If you’ve ever caught an episode of House, you’ve probably noticed that being an intern under the legendary diagnostician is no walk in the park. But as Codecool founder and CEO József Boda pointed out at this year’s Startup Safary,...
Five tips for better integrating junior developers!
If you’ve ever caught an episode of House, you’ve probably noticed that being an intern under the legendary diagnostician is no walk in the park. But as Codecool founder and CEO József Boda pointed out at this year’s Startup Safary, the stonewall and cold shoulder treatment isn’t exactly the best strategy to retain new hires. But how to make juniors feel welcome and valued from day one?

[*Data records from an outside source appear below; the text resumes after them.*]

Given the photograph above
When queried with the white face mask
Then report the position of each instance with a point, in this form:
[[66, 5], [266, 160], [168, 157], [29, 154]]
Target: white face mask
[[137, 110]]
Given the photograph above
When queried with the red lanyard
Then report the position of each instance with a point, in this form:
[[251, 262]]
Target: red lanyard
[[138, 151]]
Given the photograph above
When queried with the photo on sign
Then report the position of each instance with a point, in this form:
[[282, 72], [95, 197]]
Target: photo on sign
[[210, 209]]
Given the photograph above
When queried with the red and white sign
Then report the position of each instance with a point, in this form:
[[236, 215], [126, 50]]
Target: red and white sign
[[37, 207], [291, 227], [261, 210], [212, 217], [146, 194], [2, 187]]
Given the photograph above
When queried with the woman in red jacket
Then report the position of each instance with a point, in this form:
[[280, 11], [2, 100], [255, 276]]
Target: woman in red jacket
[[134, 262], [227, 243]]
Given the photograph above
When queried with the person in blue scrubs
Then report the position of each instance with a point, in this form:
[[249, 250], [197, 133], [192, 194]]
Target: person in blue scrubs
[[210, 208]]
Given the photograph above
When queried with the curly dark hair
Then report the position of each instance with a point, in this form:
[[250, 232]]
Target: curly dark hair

Companies tend to look at the training period of newbies as a necessary evil, no matter how badly they need a fresh talent infusion. To stay competitive is to go digital but finding the right people is a sore pain point for all competitors: in Hungary only, more than 25,000 developer positions are unfilled today. The remedy? Fresh graduates who not only beef up capacity but also bring new ideas, energy and perspectives to the team.
“Schools are responsible for preparing students for the workplace but companies still have to take care of new joiners. The more thought and effort they put into their integration programme, the quicker juniors will feel at ease and be productive,” the expert said. So what to keep in mind for the next onboarding? Here are five things for your checklist, based on Codecool’s latest graduate survey.

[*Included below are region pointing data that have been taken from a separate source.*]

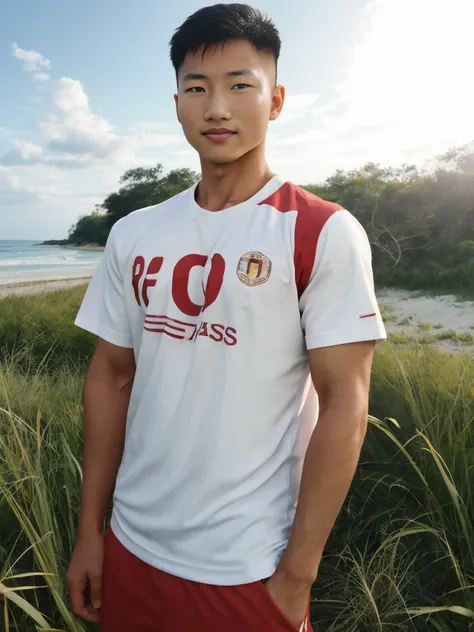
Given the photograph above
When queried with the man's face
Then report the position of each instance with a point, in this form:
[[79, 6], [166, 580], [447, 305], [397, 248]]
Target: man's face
[[232, 88]]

1. Put their brain to the test
LinkedIn says 74% of employees want a job where they feel like their work matters. Juniors are no different. If they don’t have a clear vision about their role and how it contributes to the greater good, sooner or later they will start feeling useless. And probably, take their hat and leave. Remember that to know how to do something is one thing. Knowing why to do it is another – and it’s just as crucial.
2. Make yourself clear
Did all your fresh recruits receive their crisp new to-do list? Excellent! Next up is making sure they also understand how to complete their tasks. What are their goals, milestones and deadlines? Who can they turn to for much-needed help and feedback? Pinpoint an area, no matter how small, that each new colleague will be in sole charge of, set the ground rules and measure progress.
3. Build a strong feedback culture
Millennials thrive on feedback more than any previous generation. Yet only 17% say they get regular and constructive feedback at their workplace. Even through it’s their biggest motivation booster: we’re talking about people who grew up with the idea that making mistakes is part of the learning curve. Detailed feedback is key to this process: let them know how they can do better and praise them when they did something well.

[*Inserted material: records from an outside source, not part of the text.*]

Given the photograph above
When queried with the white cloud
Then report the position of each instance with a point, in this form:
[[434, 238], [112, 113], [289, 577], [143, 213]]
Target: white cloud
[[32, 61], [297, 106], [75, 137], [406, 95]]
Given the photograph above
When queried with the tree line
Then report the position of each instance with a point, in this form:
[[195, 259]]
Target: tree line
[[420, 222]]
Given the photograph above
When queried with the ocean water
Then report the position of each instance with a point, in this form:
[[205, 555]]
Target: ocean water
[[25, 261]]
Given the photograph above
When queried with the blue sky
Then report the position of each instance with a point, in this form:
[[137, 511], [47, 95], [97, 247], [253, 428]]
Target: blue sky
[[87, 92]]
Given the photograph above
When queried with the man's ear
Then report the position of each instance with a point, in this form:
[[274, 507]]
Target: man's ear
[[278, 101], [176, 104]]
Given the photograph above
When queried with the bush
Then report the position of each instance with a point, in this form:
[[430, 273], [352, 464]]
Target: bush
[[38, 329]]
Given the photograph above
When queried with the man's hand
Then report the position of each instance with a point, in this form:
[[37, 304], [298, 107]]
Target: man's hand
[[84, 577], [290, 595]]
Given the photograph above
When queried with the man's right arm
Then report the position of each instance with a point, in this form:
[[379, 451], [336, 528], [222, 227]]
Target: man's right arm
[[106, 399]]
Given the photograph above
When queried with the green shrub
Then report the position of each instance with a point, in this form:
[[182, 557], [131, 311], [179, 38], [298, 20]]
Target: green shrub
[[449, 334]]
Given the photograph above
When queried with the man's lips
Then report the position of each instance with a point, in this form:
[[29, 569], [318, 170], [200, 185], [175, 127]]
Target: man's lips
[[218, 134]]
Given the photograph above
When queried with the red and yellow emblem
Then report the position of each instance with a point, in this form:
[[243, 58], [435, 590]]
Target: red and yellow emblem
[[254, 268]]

4. Get on board with the onboarding
It might sound like a no-brainer but it’s worth repeating: make sure that everything is ready for that all-important first day, from passwords through staff cards to office tours. You can save precious time and energy, not to mention embarrassment, if you tick these essentials off your list. And that’s not all: after a well-planned and seamless onboarding, new joiners are almost 60% more likely to remain with the organization after three years.
5. Team up
Ping-pong tables and fruit days are great for office morale, no doubt. But for newbies, a welcoming, supportive environment is just as important. This is why at Codecool, each new colleague gets a buddy to rely on for guidance. “Of course, just because someone is good at their job doesn’t mean that they’re good at mentoring. You must have the right communication skills, motivation, and most importantly, a mentoring mindset. Meaning that you don’t solve problems for your mentoree but help them find the solution themselves,” Boda explained.